I led the visual design and art direction of this project for The Bill & Melinda Gates Foundation. The outcome of a years-long study with thousands of teachers and students about how they use technology in the classroom—essentially, what works and what doesn’t.
Working in partnership with the graphics desk at the The New York Times, I made numerous 360-degree panoramas of razed landmarks throughout Kathmandu, days after a magnitude-7.8 earthquake destroyed more than half a million homes. We paired the images I created with panoramas under public copyright to create immersive diptychs of loss and damage, of the city before and after.
I designed a simple, open-source repository for software engineers to store and share snippets of code. The interface is styled to feel like a vim editor. The features are intentionally minimal to enable quick interactions. The application automatically detects the programming language to highlight the syntax accordingly.

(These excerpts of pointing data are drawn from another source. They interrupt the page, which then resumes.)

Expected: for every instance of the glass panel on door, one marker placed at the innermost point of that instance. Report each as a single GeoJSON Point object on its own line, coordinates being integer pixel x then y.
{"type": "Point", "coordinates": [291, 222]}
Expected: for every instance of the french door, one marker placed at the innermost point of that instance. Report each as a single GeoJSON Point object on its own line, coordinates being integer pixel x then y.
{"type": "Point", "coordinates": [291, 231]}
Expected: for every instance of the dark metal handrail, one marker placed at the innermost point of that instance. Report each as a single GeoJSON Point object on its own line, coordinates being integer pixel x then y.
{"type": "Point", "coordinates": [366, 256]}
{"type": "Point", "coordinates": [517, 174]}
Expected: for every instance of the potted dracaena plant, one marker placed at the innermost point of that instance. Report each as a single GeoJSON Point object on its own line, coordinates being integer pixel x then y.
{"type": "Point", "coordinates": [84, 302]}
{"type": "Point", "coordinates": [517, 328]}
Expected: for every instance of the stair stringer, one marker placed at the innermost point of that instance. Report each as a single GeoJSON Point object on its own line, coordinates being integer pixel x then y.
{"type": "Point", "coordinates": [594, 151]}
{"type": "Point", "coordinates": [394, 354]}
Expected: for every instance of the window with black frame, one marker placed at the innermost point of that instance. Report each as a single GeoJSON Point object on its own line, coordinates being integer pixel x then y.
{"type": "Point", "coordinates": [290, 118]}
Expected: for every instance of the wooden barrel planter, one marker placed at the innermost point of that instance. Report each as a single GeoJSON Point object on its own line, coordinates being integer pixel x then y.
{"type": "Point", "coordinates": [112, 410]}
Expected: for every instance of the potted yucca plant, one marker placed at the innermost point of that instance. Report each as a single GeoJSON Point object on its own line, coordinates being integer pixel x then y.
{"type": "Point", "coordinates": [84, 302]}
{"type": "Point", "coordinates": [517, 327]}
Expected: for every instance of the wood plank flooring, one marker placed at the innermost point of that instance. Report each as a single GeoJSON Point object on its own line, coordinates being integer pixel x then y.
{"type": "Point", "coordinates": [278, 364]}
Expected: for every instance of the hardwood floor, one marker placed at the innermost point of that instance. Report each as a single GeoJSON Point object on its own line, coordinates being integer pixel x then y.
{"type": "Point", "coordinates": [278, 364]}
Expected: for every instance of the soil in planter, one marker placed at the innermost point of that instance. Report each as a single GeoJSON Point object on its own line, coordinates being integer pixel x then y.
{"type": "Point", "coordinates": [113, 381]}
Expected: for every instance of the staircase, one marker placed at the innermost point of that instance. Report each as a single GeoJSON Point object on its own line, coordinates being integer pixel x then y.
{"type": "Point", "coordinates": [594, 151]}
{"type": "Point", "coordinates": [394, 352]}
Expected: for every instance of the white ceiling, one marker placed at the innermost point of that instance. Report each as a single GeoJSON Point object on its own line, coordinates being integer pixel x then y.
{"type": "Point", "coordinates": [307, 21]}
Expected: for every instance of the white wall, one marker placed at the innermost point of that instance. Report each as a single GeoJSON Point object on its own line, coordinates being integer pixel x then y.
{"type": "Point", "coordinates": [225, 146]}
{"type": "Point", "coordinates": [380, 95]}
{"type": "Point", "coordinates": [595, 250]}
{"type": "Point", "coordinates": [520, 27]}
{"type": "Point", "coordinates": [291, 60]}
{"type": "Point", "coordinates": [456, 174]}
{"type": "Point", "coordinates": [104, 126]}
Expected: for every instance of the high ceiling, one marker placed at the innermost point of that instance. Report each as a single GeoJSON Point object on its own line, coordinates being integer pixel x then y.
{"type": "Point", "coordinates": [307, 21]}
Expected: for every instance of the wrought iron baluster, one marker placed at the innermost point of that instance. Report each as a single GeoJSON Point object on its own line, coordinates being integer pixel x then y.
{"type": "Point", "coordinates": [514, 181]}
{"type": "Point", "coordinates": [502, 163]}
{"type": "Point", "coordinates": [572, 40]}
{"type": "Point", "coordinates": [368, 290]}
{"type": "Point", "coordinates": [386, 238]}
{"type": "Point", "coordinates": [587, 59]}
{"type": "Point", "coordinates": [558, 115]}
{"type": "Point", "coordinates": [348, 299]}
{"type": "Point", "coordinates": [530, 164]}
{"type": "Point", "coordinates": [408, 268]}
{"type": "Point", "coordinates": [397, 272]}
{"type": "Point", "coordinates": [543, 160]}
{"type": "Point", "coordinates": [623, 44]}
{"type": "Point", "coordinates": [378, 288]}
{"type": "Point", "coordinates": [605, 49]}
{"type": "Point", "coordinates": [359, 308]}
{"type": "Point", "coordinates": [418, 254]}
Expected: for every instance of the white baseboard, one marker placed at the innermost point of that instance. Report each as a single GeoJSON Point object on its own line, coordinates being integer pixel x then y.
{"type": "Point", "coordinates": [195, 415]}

At the height of the largest Ebola outbreak, in terms of cases and deaths, since the discovery of the virus in the mid-70s, I worked with a small team of volunteers from across the US to design a sort-of visual dashboard of Liberian public health data. The project, at one point, was used to brief the Liberian president, Ellen Johnson Sirleaf.
I led the design of a Union Square Ventures-backed startup. The app was built to help people manage, search and organize the wide range of names, faces and contact information they have for the people they know. A powerful search engine enabled a person to look up everyone they know, across all of their social networks. Next time they’re traveling to say, Paris or Denver. They could look up who they know there. Or if they’re looking for friends with a specific profession or skill—it was made searchable. The app could also gently remind a person, for example, if they had fallen out of touch with friends they regularly email.